Ils descendirent lentement et avec précaution l’escalier qui conduisait à la salle basse. Ils trouvèrent dans le parloir le père prieur, vieillard d’un aspect vénérable et distingué, qui leur offrit poliment quelque nourriture disposée à la hâte sur une petite table à côté du feu. Martin-Simon les engagea, malgré sa précipitation, à accepter cette offre, car ils ne devaient plus s’arrêter jusqu’à son village. Pendant ce temps, il se mit à charger les valises sur les chevaux qui attendaient déjà sous le porche. Il rentra et remercia le prieur de sa diligence.

— Mon fils, dit le vieux moine avec l’accent du plus grand respect, vous êtes un des bienfaiteurs de notre maison, et vous savez qu’ici vous avez droit plus que personne à l’obéissance.

— Je vous remercie, mon père ; mais souvenez-vous bien de ma recommandation : retenez ici cet homme de loi et ses cavaliers aussi longtemps que vous le pourrez. Il faut encore, s’ils vous questionnent, que vous ne démentiez pas l’histoire que vous m’avez entendu leur débiter à propos de mes prétendus neveux…

— Prenez garde, dit l’hospitalier avec une sorte de honte, que vous m’ordonnez de confirmer un mensonge ; j’ai passé toute la nuit dernière en oraison pour faire pénitence de l’assentiment que j’ai été forcé de donner hier à vos paroles.

— La fin justifie les moyens, reprit Martin-Simon en souriant ; il s’agit d’une bonne œuvre, mon révérend père, et vous ne devez pas craindre de vous y associer. Le moine le saisit par le bras et l’entraîna à quelque pas, en murmurant d’une voix basse et étouffée :

— Ne cherchez pas à me tromper par un sophisme ; j’ai commis une grande faute, mon fils, je le sais, en me faisant l’auxiliaire du mensonge ; mais souvenez-vous du motif qui me pousse à affronter le péché ; si, au péril de mon âme, je cherche à capter votre faveur, c’est que j’espère qu’au moment où Dieu vous appellera à lui, vous voudrez bien faire don à cette pieuse maison…

Martin-Simon laissa échapper un geste d’impatience.

— Je vous ai déjà dit, père prieur, répondit-il avec humeur, que vous étiez dans une grave erreur en ce qui me concerne, et qu’il m’était impossible de flatter vos bizarres espérances… Mais nos jeunes gens ont fini leur léger repas, et il est temps de partir.

Le prieur, avant de laisser sortir les étrangers, les conduisit devant le grand crucifix qui était le principal ornement du parloir. Il s’agenouilla dévotement lui-même ; Ernestine et Martin-Simon se signèrent, pendant que le chevalier de Peyras s’inclinait légèrement pour la forme. Cette cérémonie religieuse terminée, les hôtes du Lautaret se disposaient à prendre congé, lorsque le vieux moine leur fit faire une nouvelle station devant le tronc qui était scellé dans la muraille, près de la porte, et balbutia quelques mots latins ; les voyageurs comprirent que c’était un appel à leur charité.

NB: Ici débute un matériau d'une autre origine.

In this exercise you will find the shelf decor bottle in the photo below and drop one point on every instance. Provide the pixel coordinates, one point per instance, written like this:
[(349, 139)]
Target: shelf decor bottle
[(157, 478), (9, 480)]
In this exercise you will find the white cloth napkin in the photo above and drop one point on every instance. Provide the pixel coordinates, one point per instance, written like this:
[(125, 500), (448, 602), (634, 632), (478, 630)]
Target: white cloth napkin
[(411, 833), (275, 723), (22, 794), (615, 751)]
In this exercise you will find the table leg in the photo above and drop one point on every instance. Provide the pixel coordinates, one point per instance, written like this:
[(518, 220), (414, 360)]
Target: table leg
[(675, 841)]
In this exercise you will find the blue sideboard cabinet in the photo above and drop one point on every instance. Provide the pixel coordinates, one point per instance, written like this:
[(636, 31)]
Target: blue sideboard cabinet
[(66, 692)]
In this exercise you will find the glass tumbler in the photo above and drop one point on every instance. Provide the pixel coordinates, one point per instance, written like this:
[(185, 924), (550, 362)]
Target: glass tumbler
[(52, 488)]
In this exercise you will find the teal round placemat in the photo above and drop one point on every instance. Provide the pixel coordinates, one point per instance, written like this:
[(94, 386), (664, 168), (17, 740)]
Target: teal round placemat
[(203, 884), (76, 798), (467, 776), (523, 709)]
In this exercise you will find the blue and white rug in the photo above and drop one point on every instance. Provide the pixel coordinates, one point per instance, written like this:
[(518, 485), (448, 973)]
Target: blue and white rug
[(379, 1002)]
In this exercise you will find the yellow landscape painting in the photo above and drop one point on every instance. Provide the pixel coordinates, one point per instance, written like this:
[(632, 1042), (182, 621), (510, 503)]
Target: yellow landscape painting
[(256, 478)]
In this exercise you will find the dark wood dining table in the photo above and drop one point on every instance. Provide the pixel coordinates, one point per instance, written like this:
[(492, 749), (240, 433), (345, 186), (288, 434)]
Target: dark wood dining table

Marcellin s’empressa de porter la main à la poche de sa veste, et, autant par générosité naturelle que par le désir peut-être de s’assurer la bienveillance des hospitaliers, il tira deux pièces d’or qu’il plaça ostensiblement dans le coffre. Le prieur s’inclina, mais ne donna aucune marque d’étonnement, comme le chevalier l’attendait peut-être en raison de la valeur de l’offrande.

Pendant ce temps, Martin-Simon semblait chercher sa bourse de l’air d’un paysan avare qui s’exécute à regret pour payer son écot ; il réunit dans sa main ce qu’il put trouver de monnaie dans ses poches, et vida le tout dans le tronc de l’hospice. Malgré les précautions qu’il prit pour cacher la valeur de son aumône, le reflet d’une lampe et le son du métal le trahirent : c’était une poignée d’or que ce singulier paysan venait de verser dans la boîte aux offrandes.